Похоже, дядина шутка не удалась. По переменам в голосе хозяина можно было догадаться, что упоминание об участии в пиратской авантюре пришлось ему не по вкусу.
– И да, и нет, – ответил Абир, выдержав паузу. – Как видишь, я не один. Познакомься, это мой племянник Арлинг Регарди. Я пришел поговорить о нем.
Иман не ответил, но Арлинг почувствовал, что его внимательно разглядывали. Стараясь быть вежливым, он поклонился в ту сторону, откуда раздавались голоса.

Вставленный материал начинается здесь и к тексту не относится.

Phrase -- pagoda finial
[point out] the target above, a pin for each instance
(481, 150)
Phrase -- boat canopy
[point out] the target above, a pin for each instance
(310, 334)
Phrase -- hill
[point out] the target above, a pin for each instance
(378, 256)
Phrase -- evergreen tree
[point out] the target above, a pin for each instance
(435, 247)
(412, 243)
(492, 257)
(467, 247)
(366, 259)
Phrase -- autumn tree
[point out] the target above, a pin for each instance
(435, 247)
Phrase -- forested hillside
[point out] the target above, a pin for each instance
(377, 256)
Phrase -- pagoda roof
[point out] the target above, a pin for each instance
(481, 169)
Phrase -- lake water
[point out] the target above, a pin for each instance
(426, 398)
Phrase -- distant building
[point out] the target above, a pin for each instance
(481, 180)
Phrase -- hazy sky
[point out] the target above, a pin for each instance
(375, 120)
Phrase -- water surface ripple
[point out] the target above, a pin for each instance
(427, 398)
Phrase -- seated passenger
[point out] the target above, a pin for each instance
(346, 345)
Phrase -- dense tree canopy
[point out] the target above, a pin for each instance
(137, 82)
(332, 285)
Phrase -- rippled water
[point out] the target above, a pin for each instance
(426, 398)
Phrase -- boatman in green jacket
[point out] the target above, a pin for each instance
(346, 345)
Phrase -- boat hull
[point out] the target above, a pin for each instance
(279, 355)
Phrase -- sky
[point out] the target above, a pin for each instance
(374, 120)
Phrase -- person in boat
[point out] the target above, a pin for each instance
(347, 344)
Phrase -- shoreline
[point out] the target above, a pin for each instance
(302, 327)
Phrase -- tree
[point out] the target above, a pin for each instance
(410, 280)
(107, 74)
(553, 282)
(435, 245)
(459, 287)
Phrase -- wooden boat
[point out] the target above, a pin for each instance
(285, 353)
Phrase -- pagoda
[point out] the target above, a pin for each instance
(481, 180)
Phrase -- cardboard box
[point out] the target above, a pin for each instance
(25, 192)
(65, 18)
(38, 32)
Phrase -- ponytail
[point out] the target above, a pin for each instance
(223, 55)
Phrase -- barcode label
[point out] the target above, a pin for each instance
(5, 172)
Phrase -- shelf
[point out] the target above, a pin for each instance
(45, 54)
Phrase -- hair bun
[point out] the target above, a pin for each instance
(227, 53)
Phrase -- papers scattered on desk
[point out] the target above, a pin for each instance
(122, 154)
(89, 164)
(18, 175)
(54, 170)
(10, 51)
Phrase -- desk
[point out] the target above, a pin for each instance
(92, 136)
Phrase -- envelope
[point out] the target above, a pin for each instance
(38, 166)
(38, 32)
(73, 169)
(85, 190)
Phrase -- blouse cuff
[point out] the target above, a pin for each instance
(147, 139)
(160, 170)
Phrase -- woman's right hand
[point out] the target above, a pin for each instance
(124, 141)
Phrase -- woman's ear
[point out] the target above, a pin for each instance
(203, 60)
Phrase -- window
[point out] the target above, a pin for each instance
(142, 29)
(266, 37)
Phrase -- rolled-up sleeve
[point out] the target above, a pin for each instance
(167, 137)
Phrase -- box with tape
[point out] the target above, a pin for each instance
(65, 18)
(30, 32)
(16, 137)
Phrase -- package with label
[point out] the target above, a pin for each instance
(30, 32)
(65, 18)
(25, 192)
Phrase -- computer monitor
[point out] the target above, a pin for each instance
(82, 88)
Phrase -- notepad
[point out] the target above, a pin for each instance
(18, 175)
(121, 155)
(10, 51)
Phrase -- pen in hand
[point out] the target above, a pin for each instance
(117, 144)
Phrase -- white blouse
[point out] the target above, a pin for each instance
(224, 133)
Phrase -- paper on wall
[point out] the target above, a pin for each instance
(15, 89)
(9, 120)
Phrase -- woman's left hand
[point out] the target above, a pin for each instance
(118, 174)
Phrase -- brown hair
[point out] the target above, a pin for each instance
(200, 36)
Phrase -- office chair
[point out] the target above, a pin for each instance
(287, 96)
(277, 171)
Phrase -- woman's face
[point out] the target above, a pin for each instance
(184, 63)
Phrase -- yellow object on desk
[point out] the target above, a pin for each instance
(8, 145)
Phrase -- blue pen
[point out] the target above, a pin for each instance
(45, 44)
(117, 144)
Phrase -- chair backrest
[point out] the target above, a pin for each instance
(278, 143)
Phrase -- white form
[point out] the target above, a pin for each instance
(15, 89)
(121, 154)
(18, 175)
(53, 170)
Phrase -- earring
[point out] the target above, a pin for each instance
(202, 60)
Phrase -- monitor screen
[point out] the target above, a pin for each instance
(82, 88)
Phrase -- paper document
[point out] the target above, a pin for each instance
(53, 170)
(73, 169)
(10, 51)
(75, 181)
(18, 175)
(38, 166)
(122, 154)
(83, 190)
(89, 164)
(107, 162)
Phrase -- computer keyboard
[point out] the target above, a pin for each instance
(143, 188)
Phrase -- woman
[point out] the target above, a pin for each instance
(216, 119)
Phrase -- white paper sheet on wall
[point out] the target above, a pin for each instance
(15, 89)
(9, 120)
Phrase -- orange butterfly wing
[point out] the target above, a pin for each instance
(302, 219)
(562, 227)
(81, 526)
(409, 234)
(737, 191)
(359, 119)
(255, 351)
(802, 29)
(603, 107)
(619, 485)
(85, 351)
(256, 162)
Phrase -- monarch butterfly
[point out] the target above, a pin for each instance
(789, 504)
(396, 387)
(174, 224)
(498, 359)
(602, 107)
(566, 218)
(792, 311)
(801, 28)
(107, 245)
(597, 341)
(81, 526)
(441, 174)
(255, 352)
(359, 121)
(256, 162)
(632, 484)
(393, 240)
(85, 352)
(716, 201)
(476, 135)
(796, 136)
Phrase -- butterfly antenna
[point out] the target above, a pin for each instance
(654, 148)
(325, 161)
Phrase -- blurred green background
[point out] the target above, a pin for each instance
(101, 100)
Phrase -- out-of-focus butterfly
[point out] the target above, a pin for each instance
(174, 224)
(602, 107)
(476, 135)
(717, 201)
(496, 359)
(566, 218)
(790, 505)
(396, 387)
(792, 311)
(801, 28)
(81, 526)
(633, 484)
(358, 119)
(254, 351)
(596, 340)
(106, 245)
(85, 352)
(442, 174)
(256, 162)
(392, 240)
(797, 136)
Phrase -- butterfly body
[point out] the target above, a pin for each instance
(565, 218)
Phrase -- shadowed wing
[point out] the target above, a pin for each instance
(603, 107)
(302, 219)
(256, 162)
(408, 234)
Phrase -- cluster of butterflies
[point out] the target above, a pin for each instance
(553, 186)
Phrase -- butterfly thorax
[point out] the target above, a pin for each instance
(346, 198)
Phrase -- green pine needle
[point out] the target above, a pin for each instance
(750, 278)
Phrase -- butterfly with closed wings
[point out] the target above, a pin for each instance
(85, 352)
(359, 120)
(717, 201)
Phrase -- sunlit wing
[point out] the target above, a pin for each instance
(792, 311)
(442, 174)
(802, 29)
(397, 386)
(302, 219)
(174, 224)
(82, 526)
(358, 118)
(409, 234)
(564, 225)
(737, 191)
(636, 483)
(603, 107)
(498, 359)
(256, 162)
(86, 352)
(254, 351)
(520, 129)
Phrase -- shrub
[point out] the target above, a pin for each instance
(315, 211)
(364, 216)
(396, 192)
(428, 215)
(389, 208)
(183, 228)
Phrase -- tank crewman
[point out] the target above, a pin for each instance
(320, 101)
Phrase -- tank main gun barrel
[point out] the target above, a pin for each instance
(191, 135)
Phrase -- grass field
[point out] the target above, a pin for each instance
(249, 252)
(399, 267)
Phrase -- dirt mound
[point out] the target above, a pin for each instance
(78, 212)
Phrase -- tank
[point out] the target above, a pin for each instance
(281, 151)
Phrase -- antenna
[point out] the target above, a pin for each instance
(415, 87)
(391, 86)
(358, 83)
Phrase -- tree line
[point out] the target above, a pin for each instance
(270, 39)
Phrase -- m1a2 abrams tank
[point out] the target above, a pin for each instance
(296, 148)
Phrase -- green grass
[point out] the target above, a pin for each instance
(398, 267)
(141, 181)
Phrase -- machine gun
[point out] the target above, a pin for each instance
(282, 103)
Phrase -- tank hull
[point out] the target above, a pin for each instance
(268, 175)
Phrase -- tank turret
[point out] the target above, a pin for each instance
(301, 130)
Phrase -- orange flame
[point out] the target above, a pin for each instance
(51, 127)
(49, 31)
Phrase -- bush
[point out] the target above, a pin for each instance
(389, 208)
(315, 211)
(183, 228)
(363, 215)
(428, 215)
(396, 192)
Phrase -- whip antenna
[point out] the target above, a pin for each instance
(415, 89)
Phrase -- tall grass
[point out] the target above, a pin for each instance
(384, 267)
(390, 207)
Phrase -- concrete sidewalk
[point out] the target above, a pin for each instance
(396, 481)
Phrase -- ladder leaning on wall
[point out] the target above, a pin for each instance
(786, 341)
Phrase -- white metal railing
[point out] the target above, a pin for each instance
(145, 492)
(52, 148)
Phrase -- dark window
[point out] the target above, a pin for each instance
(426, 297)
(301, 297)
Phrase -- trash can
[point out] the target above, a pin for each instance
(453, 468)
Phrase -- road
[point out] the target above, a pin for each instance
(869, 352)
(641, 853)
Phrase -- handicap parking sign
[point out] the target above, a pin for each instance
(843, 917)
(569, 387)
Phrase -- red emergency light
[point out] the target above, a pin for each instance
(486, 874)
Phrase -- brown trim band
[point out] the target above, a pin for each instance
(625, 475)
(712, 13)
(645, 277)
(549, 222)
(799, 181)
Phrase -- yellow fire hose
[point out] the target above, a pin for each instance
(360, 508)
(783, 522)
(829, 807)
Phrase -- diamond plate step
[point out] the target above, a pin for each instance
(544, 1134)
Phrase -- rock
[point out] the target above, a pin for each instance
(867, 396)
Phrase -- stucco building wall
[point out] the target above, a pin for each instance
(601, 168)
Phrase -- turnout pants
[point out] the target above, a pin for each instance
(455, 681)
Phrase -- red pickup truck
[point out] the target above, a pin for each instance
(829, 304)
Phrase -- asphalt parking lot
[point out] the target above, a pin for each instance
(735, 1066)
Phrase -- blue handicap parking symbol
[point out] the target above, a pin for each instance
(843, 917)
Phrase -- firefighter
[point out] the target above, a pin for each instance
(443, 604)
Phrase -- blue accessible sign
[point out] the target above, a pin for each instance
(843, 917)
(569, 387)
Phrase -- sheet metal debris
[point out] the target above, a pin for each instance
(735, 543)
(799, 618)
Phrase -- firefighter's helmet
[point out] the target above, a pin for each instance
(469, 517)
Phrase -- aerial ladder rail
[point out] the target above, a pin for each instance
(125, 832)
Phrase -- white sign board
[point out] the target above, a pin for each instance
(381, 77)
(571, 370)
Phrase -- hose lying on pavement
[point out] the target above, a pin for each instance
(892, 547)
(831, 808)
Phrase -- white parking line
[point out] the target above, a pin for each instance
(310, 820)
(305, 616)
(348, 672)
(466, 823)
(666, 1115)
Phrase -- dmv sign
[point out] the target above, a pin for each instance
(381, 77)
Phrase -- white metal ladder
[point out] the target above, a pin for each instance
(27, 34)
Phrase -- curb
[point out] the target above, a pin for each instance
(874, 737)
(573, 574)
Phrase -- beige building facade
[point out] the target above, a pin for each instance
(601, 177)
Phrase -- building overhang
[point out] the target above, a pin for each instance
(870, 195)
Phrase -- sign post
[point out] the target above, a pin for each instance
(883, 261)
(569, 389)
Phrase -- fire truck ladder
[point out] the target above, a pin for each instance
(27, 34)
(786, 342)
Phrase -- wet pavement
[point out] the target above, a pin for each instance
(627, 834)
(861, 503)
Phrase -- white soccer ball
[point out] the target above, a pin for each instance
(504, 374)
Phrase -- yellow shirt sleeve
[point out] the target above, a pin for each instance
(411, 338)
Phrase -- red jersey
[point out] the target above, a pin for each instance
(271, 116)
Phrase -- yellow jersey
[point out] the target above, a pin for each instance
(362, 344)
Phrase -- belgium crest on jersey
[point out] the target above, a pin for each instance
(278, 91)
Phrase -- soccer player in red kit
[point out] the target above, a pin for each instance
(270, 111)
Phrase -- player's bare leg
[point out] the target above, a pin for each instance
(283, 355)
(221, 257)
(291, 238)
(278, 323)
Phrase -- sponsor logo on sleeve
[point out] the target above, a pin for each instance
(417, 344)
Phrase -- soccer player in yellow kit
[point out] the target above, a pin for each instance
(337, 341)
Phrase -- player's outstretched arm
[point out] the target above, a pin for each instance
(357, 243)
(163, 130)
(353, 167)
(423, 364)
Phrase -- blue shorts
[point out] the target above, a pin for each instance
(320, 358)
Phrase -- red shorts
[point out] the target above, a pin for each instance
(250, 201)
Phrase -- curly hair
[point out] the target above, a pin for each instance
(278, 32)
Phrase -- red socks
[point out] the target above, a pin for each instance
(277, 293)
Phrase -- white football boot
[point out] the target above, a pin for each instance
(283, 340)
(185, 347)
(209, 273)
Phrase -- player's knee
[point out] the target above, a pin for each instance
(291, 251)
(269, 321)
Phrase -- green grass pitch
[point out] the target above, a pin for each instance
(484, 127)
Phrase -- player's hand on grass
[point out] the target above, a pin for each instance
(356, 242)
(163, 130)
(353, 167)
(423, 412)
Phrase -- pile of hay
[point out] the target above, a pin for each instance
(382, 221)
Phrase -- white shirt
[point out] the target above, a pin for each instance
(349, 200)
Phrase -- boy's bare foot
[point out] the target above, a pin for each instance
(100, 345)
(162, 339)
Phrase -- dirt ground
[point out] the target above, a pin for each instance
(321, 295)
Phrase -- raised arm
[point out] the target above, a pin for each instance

Рукопожатие имана было неожиданным и странным. Оно никак не вязалось с той внешностью, которую он нарисовал себе, слушая его голос. Мистик перестал быть безликим. Вежливый и сильный. Хитрый и великодушный. Беспощадный и чуткий. В нем ощущалась мощь, словно Регарди опустил пальцы в прибрежную волну во время отлива. Придет время, и она сточит камни и разобьет городские стены. РукРРуРРРРщааааа
Удивительно, как много могло рассказать человеческое прикосновение. Это магия серкетов, пронеслось в голове, и Арлинг попытался выдернуть руку. Создавалось впечатление, что иман вообще забыл о ней. Встревожившись тем, что простое рукопожатие переросло в хватку, Регарди снова дернулся, но в этот момент его отпустили, и он непременно шлепнулся бы на землю, если бы его не придержал Абир.
– Спокойнее, – недовольно прошипел дядя ему на ухо, а вслух сказал. – Мальчишка прошел пески первый раз, он еще там, в Холустае.
– Оно и видно, – хмыкнул иман. – Ладно, пойдем, пройдемся. Шолох, присмотри за гостем.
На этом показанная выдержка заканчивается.